A quick search of a phone book was all Cade and the others needed after that.

Markhams Slaughterhouse was located on South 52nd Avenue, near the intersection with Grand. Olsen went out to the car and returned with his computer equipment. Using coordinates from a GPS device and some mapping software, he quickly pinpointed the exact location of the warehouse in relation to their current position. It was less than fifteen minutes away.

Neither Jones nor Riley were surprised when Cade suggested they head directly for the warehouse. The fact that Cade had “read“ anything at all off of Bishop's ring meant that he had been wearing it sometime in the last forty-eight hours, for this was how long any given object could retain the psychic impressions imprinted on it. While forty-eight hours was a long time to be trapped in the hands of the Ch’iang shih, the possibility remained that their team-mate was still alive.

They couldn’t take the chance and leave him to the vamps mercy.

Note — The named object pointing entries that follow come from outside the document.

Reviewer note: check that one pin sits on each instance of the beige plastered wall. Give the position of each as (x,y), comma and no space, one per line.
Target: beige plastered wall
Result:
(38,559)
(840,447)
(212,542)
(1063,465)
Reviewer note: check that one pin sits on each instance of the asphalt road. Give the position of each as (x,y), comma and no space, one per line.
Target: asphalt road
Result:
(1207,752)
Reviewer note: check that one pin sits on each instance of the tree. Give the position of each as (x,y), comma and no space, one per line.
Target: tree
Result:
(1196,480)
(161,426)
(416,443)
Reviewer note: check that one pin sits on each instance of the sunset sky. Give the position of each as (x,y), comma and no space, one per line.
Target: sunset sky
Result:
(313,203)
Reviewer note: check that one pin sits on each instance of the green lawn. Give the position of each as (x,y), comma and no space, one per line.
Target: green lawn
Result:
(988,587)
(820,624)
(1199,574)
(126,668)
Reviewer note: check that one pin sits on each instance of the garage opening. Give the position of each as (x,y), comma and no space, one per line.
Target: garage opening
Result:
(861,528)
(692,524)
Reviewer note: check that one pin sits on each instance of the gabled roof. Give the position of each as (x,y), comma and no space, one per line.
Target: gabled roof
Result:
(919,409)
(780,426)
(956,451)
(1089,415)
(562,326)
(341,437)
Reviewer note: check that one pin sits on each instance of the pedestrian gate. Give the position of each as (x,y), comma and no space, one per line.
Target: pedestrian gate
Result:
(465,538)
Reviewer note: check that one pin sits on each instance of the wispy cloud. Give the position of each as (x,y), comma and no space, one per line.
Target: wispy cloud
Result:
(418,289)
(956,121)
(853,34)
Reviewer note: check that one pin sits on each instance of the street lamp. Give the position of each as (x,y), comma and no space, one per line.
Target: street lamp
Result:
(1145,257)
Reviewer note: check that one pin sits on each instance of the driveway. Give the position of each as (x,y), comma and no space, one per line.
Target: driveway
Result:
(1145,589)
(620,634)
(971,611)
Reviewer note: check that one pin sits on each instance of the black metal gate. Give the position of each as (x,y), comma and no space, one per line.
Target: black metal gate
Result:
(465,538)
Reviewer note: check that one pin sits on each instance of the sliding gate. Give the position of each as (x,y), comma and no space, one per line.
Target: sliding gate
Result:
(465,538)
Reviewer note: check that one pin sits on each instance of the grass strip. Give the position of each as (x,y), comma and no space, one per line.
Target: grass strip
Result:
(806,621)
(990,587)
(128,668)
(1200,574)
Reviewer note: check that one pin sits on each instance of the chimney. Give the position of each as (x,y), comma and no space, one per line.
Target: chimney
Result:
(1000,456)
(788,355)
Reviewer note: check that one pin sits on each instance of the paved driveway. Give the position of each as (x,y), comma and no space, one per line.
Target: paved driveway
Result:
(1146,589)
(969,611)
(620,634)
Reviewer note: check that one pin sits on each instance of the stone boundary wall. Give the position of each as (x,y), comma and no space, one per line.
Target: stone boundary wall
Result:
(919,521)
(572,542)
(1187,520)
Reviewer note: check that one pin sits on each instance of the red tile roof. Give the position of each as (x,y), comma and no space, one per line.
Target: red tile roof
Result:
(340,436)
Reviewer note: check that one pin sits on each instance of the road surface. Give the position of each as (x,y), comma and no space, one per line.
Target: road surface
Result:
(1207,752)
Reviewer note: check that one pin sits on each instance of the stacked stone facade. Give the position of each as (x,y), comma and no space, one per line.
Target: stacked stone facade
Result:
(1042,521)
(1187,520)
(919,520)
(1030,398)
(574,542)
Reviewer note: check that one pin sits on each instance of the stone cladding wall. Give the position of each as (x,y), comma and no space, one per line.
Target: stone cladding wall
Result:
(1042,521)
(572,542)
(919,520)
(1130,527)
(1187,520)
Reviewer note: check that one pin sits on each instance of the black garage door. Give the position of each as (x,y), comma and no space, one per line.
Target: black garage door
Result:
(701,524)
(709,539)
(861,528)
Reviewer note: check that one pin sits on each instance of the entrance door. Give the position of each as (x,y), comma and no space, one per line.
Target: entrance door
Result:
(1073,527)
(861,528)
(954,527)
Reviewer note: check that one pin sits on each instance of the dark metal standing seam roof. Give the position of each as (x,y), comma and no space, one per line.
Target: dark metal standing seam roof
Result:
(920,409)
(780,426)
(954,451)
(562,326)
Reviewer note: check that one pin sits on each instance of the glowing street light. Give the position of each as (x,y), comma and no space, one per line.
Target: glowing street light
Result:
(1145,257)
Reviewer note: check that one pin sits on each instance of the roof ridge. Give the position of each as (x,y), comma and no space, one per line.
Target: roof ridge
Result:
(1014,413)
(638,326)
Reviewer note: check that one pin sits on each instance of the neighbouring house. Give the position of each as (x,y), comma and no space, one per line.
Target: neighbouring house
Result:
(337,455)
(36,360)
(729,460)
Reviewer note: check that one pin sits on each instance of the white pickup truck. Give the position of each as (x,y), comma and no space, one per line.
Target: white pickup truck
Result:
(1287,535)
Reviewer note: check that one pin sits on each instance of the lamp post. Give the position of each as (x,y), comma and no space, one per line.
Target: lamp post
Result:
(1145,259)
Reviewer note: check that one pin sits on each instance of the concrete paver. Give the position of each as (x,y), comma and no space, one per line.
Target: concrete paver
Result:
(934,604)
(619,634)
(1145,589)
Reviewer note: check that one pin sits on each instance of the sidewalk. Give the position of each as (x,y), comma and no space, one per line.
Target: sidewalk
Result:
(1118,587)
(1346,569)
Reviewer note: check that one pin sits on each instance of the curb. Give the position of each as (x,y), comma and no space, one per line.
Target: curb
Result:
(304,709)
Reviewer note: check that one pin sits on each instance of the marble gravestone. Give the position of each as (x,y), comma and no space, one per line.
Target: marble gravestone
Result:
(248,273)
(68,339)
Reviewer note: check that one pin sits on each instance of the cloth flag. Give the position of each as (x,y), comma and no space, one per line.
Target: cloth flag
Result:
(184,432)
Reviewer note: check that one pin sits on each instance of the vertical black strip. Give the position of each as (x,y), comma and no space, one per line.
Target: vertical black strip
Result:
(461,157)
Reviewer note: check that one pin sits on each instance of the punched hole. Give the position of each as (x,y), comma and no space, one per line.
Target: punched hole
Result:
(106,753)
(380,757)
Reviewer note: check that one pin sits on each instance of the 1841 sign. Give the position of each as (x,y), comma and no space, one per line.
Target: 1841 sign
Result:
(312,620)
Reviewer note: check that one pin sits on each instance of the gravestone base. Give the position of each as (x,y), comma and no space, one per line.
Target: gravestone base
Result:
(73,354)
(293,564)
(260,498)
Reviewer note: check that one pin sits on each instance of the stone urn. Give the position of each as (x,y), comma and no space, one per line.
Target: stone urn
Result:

They had to try to get him out, as he had known they would.

Cade had no intention of going into a nest of vamps without someone knowing what had happened to them, however. Using Bishop’s computer equipment, he sent a coded email directly to the Preceptor, informing him of everything that had occurred so far and letting him know what they planned to do next. If they did not return, at least the Order would have the information amassed to date and could plan an appropriate response to the situation.

Cade had every intention of surviving, but it never hurt to be prepared.

*** ***

The warehouse seemed to be deserted.

Cade and his fellow knights stood just inside the entrance, their weapons held ready for use. The cavernous interior of the warehouse stretched away before them, illuminated by a series of old arc lights strung across the ceiling. A few piles of discarded crates and equipment lay in the far corners of the room.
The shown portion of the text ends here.